The writing is a pretentious mess and the story is all over the place, if it was more fast paced i would have declared it a trainwreck. Characterization the feels so lackluster and uninspiring gameplay which is the opposite of what the first Bioshock did.
Its a mess of a game, and one of the most overrated games ever made.

The racism allegory in the first half of the game is handled super awkwardly, to the point of being actually racist, and the second part of the game with its quantum mechanics is confusing not because it's intelligent but because it's obtuse. Furthermore, that whole ordeal regarding quantum mechanics and time travel directly conflict with the game's earlier message and intention, making the final product extremely uneven and thematically inconsistent. The twist is also poorly explained and executed.

This is a game that attempted to be shocking and unconventional, yet as shown by the widespread adoration given to it by the mainstream gaming press (undeservingly), it clearly failed. Compare the reception this game had to actually shocking games like Pathologic, and it's clear that in spite of its lofty ambitions to become a part of true art, it's just another piece of soulless, corporate, bland mass-market kitsch. With bad writing and storytelling to boot.
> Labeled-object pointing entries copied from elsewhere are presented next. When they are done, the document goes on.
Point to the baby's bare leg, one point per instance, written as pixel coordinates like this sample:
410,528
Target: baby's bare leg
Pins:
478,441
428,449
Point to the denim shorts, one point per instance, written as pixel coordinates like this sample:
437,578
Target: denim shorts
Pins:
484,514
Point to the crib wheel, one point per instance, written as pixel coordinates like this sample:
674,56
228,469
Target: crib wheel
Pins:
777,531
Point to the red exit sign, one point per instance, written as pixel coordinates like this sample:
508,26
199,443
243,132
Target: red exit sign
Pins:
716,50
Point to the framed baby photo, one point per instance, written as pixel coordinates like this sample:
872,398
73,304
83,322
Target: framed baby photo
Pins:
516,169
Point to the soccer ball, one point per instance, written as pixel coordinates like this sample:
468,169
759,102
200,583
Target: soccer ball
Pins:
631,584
In fact, the story is so horrendous that the (admittedly very fun) gameplay would itself make a better game if it didn't come packaged with any story at all. I could see this game be a decent time-waster if it was just the shooting gameplay with none of the awful story bundled in, but given the prerogative towards enjoying the gameplay is waddling through hours of murky word vomit, the only sensible use for this game is to serve as fuel for the nearest dumpster bin.

Overall Rating: 1/5 (Dumpster Fire)

Really not a fan of Infinite, imo this game is a HUGE downgrade from bioshock 2 and i couldnt give two shits about the story in this one. I do like the setting, the bioshocks games have some awesome world building but i would recommend people to skip this one and just play 1 and 2.